Indeed, not who we are is as important to the president as who we are. Lately he has been using his word clump in a negative formulation. When Ebola briefly became the crisis of the decade a while ago, the president stood tall. "I put those on notice who think that we should hide from these problems," he said. (It's not clear who those people were—I'd need to see some direct quotes.) But the president made it clear who we were not: "That's not who we are." And people who oppose large subsidies for windmills and solar energy—maybe they think they're Americans. No: "That's not us. That's not who we are." Same goes for all those people who want to "eliminate health insurance for millions of Americans who are poor and elderly or disabled" just so they can give tax cuts to rich people—though again, I'd like to see a show of hands from the people who want to do this. Anyway: that's who we are …not.

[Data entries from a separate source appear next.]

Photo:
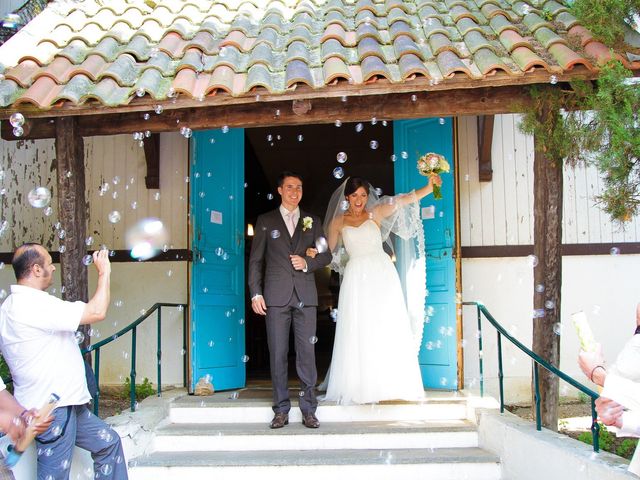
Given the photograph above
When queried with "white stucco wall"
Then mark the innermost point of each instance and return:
(602, 286)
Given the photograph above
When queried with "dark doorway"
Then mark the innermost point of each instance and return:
(312, 151)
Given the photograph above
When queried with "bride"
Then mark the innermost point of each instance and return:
(378, 334)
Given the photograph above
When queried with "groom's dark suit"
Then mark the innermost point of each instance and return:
(290, 296)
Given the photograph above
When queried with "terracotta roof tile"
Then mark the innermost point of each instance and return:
(23, 73)
(112, 52)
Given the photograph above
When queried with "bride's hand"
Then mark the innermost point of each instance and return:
(435, 179)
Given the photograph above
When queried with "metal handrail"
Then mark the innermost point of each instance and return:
(537, 361)
(132, 327)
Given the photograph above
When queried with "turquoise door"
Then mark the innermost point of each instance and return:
(217, 276)
(438, 353)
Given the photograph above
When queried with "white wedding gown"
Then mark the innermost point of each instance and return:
(374, 354)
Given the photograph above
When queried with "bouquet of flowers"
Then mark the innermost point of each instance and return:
(433, 164)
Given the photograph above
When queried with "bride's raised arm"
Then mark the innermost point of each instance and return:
(387, 209)
(333, 232)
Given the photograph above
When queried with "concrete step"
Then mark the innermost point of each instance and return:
(403, 434)
(372, 464)
(211, 410)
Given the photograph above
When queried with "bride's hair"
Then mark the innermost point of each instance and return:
(355, 183)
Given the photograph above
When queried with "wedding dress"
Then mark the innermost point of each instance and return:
(374, 353)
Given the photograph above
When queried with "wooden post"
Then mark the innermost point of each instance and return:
(72, 211)
(547, 231)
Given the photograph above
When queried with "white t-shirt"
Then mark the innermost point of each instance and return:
(37, 338)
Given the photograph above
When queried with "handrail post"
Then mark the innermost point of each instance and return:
(159, 354)
(480, 356)
(184, 346)
(132, 392)
(500, 373)
(595, 427)
(96, 401)
(537, 395)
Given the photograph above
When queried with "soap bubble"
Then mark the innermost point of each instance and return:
(16, 120)
(39, 197)
(321, 244)
(114, 217)
(146, 238)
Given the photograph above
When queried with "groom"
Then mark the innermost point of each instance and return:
(283, 287)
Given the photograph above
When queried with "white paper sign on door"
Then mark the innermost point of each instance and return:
(216, 217)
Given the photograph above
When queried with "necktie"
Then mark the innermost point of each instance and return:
(291, 226)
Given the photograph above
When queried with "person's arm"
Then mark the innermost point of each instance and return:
(96, 309)
(14, 417)
(387, 209)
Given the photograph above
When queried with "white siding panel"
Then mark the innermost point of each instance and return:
(500, 212)
(509, 150)
(464, 173)
(498, 184)
(27, 164)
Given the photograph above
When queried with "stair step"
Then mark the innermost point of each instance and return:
(331, 435)
(374, 464)
(199, 410)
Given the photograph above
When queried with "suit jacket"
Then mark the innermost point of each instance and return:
(270, 271)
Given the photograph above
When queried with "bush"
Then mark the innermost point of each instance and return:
(143, 390)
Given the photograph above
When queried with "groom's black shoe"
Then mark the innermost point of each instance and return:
(280, 420)
(309, 420)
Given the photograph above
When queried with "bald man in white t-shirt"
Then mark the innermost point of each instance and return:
(37, 338)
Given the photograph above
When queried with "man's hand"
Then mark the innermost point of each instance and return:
(258, 305)
(589, 363)
(101, 261)
(298, 262)
(609, 412)
(12, 426)
(39, 425)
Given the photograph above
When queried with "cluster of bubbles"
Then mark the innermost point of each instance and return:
(146, 238)
(17, 122)
(39, 197)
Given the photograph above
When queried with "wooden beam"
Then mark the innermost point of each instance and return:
(391, 106)
(547, 235)
(72, 210)
(152, 156)
(485, 142)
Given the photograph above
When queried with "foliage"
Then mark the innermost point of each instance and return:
(627, 447)
(624, 448)
(598, 124)
(143, 390)
(603, 18)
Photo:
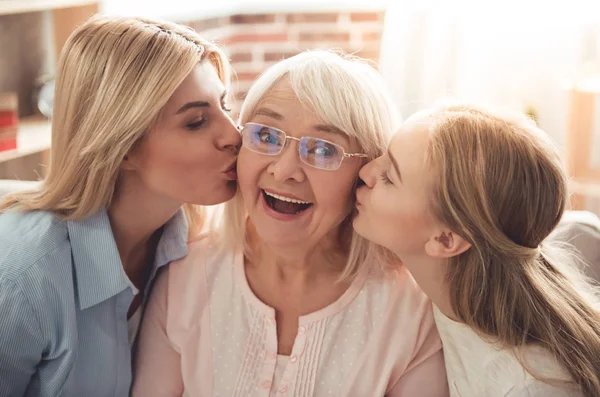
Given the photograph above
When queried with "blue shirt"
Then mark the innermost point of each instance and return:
(64, 298)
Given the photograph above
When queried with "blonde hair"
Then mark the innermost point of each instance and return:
(343, 91)
(113, 78)
(501, 185)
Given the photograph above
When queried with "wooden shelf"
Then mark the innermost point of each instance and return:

Theologians used to speak of the Via Negativa—a philosophical method that tries to define G0D by ticking off all the things he isn't, in a process of elimination. It turns out that even the president's positive affirmations of "who we are" are essentially negative. The president and his supporters have embarked on their own via negativa, defining true Americans by eliminating, rhetorically, the ones who disagree with him. It's an odd mission for a man who as a candidate told us there was no blue America or red America, only the United States of America. But that's not who he is as a president.